MATA INDONESIA, JAKARTA – Pemerintah Indonesia berencana memindahkan ibu kota negara dari Jakarta ke Kalimantan, yakni di Kabupaten Penajam Paser Utara dan sebagian di Kabupaten Kutai Kartanegara.
Pada 17 Agustus 1945, Jakarta ditetapkan sebagai ibu kota negara pertama Indonesia. Namun, pada 4 Januari 1946, ibu kota negara dipindahkan ke Daerah Istimewa Yogyakarta atau ketika Jakarta diduduki oleh Netherlands Indies Civil Administration (NICA).
Dalam jurnal yang ditulis oleh Deden Usmaya, Wakidi, dan Syaiful tahun 1948, DI Yogyakarta memiliki peran penting dalam menjalankan roda pemerintahan, sehingga menjadi tujuan utama Agresi Militer Belanda II. Akibatnya, kota ini jatuh ke tangan Belanda.
Dalam sidang kabinet beberapa saat sesudah Yogyakarta diduduki, presiden, wakil presiden, dan Menteri Luar Negeri H Agus Salim mengirim telegram kepada Menteri Kemakmuran, Sjafruddin Prawiranegara, yang sedang berada di Bukittinggi untuk membentuk Pemerintahan Darurat Republik Indonesia atau PDRI di Sumatra Barat.
Kemudian, kepada Dr Soedarsono, LN Palar, dan AA Maramis yang sedang berada di New Delhi, India, diperintahkan jika usaha Sjafruddin membentuk PDRI tidak berhasil, maka ketiganya diberi kuasa untuk membentuk “Pemerintah Republik Indonesia dalam Pengasingan”.
Kota Bukit Tinggi dipilih sebagai pusat dan ibukota PDRI karena sudah dipersiapkan pemerintah untuk dijadikan ibu kota pemeritahan apabila terjadi serangan militer Belanda. Dapat dikatakan bahwa pemerintah telah membuat antisipasi yang menduga bahwa Belanda akan melakukan Agresi Militer Belanda II.

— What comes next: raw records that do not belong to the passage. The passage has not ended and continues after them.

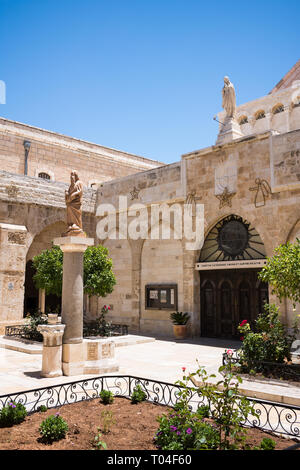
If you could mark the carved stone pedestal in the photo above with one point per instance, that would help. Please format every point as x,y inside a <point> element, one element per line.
<point>99,356</point>
<point>72,301</point>
<point>52,349</point>
<point>229,131</point>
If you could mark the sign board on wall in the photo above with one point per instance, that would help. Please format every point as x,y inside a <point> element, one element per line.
<point>239,264</point>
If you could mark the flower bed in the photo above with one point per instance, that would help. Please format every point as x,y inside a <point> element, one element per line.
<point>130,427</point>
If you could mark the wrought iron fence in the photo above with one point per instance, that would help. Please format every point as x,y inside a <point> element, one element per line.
<point>25,332</point>
<point>269,416</point>
<point>284,370</point>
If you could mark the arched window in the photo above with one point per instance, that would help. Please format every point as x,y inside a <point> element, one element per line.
<point>243,120</point>
<point>44,175</point>
<point>232,238</point>
<point>296,102</point>
<point>278,108</point>
<point>260,114</point>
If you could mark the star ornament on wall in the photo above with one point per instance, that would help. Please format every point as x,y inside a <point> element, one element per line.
<point>225,198</point>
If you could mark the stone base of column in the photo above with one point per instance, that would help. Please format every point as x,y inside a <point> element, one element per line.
<point>52,349</point>
<point>92,356</point>
<point>72,359</point>
<point>231,130</point>
<point>51,363</point>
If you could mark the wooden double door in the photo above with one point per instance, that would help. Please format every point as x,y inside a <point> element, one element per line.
<point>227,297</point>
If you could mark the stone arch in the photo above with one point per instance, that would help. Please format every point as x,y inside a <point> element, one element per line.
<point>260,114</point>
<point>243,119</point>
<point>44,239</point>
<point>121,299</point>
<point>32,297</point>
<point>289,307</point>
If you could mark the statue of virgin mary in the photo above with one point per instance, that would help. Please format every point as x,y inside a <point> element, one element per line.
<point>229,100</point>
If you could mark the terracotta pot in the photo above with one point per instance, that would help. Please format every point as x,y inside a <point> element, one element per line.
<point>180,331</point>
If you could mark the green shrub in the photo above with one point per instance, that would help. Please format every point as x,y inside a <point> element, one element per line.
<point>267,444</point>
<point>53,428</point>
<point>138,395</point>
<point>179,318</point>
<point>106,396</point>
<point>267,342</point>
<point>30,331</point>
<point>42,408</point>
<point>228,409</point>
<point>183,430</point>
<point>13,413</point>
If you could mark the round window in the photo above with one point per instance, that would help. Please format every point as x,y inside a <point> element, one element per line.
<point>233,238</point>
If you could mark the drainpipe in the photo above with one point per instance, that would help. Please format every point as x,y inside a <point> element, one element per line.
<point>26,144</point>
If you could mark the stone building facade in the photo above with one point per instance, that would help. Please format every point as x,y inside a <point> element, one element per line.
<point>241,196</point>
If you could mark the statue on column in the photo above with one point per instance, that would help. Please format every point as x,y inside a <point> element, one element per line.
<point>73,197</point>
<point>229,100</point>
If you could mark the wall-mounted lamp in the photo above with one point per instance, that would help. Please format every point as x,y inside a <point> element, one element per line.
<point>26,144</point>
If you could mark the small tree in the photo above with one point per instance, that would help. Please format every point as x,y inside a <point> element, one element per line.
<point>98,277</point>
<point>282,272</point>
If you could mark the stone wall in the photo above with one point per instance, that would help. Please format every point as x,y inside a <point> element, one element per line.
<point>245,167</point>
<point>57,155</point>
<point>32,213</point>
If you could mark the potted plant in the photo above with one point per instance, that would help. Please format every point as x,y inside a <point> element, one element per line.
<point>180,320</point>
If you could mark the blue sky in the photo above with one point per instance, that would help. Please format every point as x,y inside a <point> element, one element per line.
<point>140,76</point>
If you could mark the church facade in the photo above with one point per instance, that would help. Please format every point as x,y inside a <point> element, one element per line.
<point>240,196</point>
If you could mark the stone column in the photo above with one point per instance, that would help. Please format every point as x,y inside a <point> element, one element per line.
<point>52,349</point>
<point>72,301</point>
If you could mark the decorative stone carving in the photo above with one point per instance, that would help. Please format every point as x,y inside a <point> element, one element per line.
<point>134,193</point>
<point>52,349</point>
<point>225,198</point>
<point>12,191</point>
<point>263,190</point>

Dengan begitu, roda pemerintahan Indonesia akan tetap berjalan meski hanya Pemerintahan Darurat.
Pada 22 Desember 1948 di Halaban, Payakumbuh, Syafruddin mengumumkan susuna kabinet PDRI yang terdiri dari Sjafruddin Prawiranegara (Ketua), TM Hasan (Wakil Ketua), Mr Sutan Moh Rasjid (Menteri Keamanan/Sosial/Pembangunan/Pemuda).
Kemudian Lukman Hakim (Menteri Keuangan/Kehakiman), Ir M Sitompul (Menteri Pekerjaan Umum/Kesehatan), Ir Indratjaja (Menteri Perhubungan/Kemakmuran), dan RM Danusubroto sebagai Sekretaris.
Dalam memoar/otobiografi yang terbit pertama kali pada akhir 1970-an dan diterbitkan kembali pada 2010, Mohammad Hatta, menyebut Sjafruddin Prawiranegara sebagai presiden darurat.
PDRI memegang kendali pemerintahan selama 7 bulan yaitu sejak 19 Desember 1948 hingga 13 Juli 1949 dan pemerintahan dikembalikan kepada Soekarno-Mohammad Hatta. Meskipun singkat, PDRI telah menyelamatkan pemerintahan negara Indonesia dari kehancuran akibat Agresi Militer Belanda II.
Adapun desa-desa yang pernah menjadi pusat pemerintahan PDRI di antaranya, Bidar Alam(Solok Selatan), Koto Tinggi (Limapuluh Kota), dan Sumpur Kudus (sekarang dalam Kabupaten Sijunjung). Pemerintahan darurat itu berakhir 13 Juli 1949, yang ditandai dengan sidang pertama Kabinet Hatta setelah Agresi Militer Belanda II.
Dengan begitu, Tanah Minang mencatatkan sejarah sebagai provinsi penyelamat bagi keutuhan Negara Kesatuan Republik Indonesia (NKRI).